Слышался легкий шепот. Няня, читая Библию, бормотала. Селию это убаюкивало. Веки ее сомкнулись…

Открылась дверь, и вошла Сьюзен с подносом. Она пробовала передвигаться бесшумно, но мешали скрипучие башмаки.

Она сказала, понизив голос:

— Извините, сестрица, что я задержалась с ужином.

А няня только и произнесла в ответ:

— Тише, она уснула.

— Упаси Боже мне разбудить ее, — Сьюзен, пыхтя, заглянула за ширму.

— Ну не папочка! Моя племяшка и вполовину не такая смышленая.

Повернувшись, Сьюзен наткнулась на столик. Ложка брякнулась на пол.

Няня мягко заметила:

— Постарайся не шуметь так, Сьюзен, девочка.

Сьюзен сказала огорченно:

— Ей богу, не хотела этого.

И вышла из комнаты на цыпочках, отчего башмаки ее скрипели еще больше.

— Няня, — осторожно позвала Селия.

— Да, детка, что случилось?

— Я не сплю, няня.

Няня сделала вид, что намека не поняла. Она просто сказала:

— Не спишь, милая.

Пауза.

— Няня?

— Да, детка.

— А тебе вкусно, няня?

— Очень.

— А что ты ешь?

— Вареную рыбу и пирог с патокой.

— О, — Селия захлебнулась от восторга.

Пауза. А потом няня выглянула из-за ширмы. Маленькая седая старушка в батистовом чепце, завязанном под подбородком. Она держала вилку, на кончике которой был крохотный кусочек пирога.

— А теперь будь хорошей девочкой и давай спи. — У няни был строгий голос.

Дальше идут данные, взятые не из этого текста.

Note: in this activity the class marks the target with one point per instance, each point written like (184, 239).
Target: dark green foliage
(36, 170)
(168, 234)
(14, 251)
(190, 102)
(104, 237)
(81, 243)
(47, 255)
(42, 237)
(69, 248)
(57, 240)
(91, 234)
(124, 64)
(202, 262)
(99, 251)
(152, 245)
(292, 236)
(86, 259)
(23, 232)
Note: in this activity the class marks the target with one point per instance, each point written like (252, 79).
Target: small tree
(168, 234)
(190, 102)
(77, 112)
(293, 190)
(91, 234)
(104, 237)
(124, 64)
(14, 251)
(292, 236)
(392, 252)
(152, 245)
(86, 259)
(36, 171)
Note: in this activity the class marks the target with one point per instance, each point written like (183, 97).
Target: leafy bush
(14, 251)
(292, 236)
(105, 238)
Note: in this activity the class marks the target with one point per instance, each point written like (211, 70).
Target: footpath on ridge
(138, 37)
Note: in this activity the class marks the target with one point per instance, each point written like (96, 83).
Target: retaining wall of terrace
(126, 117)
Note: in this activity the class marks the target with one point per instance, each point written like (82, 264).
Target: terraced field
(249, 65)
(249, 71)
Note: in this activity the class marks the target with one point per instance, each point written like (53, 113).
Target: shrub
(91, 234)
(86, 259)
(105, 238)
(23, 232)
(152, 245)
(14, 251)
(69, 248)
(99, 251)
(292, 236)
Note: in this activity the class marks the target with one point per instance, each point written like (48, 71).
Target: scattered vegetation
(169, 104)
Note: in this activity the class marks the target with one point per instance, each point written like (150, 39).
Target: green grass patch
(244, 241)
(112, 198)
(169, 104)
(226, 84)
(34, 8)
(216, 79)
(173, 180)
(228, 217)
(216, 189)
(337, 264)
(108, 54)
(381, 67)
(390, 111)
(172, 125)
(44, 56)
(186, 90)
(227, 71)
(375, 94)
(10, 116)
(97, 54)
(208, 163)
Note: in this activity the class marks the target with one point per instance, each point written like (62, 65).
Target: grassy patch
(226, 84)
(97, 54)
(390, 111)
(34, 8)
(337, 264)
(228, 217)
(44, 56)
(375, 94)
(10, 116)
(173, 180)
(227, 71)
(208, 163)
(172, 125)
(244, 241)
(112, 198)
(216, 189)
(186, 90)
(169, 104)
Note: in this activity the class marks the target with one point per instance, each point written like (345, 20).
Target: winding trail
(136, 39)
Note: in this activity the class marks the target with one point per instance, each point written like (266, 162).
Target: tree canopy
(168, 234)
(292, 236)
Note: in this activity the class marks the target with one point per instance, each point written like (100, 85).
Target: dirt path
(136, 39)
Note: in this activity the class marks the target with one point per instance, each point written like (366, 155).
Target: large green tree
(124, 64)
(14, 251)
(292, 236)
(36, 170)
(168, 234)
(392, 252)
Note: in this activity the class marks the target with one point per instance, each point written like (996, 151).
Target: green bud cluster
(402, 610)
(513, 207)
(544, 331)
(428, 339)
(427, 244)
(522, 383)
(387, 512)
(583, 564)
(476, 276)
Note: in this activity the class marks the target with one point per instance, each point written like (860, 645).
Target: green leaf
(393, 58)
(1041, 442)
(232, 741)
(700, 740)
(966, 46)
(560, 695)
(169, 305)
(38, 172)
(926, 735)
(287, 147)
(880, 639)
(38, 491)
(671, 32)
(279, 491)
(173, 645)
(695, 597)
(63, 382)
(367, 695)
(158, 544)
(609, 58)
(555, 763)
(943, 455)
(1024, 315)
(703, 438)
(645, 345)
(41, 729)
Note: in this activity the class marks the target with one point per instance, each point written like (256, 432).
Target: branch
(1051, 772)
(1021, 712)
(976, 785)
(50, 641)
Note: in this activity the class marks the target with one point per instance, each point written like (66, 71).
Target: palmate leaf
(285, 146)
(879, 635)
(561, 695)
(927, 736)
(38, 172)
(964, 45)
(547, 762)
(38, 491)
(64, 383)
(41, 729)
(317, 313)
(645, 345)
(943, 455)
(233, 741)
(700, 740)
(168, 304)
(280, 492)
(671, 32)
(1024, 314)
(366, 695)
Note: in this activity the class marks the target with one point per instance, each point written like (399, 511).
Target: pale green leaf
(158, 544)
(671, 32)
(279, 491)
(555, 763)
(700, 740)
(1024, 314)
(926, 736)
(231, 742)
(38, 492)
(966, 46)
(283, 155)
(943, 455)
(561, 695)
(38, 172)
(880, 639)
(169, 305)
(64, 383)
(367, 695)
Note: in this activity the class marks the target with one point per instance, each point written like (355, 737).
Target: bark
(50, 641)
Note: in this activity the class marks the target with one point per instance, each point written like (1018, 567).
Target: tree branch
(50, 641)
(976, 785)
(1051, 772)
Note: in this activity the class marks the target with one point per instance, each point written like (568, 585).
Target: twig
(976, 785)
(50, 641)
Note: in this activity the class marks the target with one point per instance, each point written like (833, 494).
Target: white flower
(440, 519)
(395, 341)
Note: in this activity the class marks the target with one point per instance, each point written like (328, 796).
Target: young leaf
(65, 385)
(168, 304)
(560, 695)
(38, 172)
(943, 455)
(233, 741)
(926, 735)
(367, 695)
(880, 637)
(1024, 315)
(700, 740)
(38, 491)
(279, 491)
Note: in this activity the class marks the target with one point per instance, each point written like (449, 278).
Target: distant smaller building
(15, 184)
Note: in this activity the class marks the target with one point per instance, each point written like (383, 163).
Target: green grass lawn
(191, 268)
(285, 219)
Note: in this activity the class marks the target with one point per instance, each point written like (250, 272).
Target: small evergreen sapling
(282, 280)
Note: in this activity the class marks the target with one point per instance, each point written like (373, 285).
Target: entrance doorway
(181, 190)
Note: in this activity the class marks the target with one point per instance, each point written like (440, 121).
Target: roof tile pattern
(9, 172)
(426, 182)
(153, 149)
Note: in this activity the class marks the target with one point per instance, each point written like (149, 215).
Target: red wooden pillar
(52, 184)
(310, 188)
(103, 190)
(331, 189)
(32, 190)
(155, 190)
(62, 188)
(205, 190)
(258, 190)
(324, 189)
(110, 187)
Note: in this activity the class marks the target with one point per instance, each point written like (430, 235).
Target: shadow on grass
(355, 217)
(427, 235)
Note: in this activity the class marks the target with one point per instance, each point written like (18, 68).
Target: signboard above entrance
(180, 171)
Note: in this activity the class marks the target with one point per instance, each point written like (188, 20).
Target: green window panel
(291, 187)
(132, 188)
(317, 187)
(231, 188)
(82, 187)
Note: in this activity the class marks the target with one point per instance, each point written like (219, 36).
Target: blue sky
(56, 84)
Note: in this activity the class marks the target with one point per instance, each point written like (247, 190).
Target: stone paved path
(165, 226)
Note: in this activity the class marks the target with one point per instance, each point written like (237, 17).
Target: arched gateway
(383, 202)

— О, да, — горячо проговорила Селия.

Верх блаженства! Кусочек пирога уже во рту. Невероятная вкуснотища.

Няня опять исчезла за ширмой. Селия повернулась на бок и легла калачиком. Лиловые ирисы плясали в свете лампы. Сладость разливалась от пирога с патокой. Убаюкивающее шуршанье Кого-то в Комнате. Полнейший покой на душе.

Селия засыпает…

2.

День рождения — Селии три года. В саду устроили чай, с эклерами. Ей разрешили взять всего один, а Сирилу — три. Сирил — ее брат. Большой мальчик — ему четырнадцать. Он хотел взять еще, но мама сказала:

— Хватит, Сирил.

Последовал обычный в таких случаях разговор. Сирил затянул свое вечное:

— Почему?

Маленький красный паучок, в микроскоп не разглядеть, пробежал по белой скатерти.

— Посмотри, — сказала мать, — это к счастью. Он бежит к Селии, потому что у нее день рождения. Значит, она будет очень счастливой.

Селия разволновалась и заважничала. Дотошный ум Сирила перешел к другому.

— А почему пауки — к счастью, мам?

Наконец Сирил ушел, и Селия осталась с матерью. Наедине. Мама улыбалась ей с того конца стола — улыбалась хорошей улыбкой, а не так, как улыбаются забавным малышам.

— Мамочка, — попросила Селия, — расскажи мне что-нибудь.

Она обожала мамины рассказы — они были совсем не такими, как у других людей. Другие — если их попросишь, — начинали рассказывать про Золушку, про Джека, и Гороховый стручок, про Красную Шапочку. Няня рассказывала про Иосифа и его братьев и про Моисея в камышах. (Камыши всегда казались Селии какими-то деревянными сараями, в которых кишели мыши). Иногда она рассказывала про приключения детей капитана Стреттона в Индии. А вот мамочка!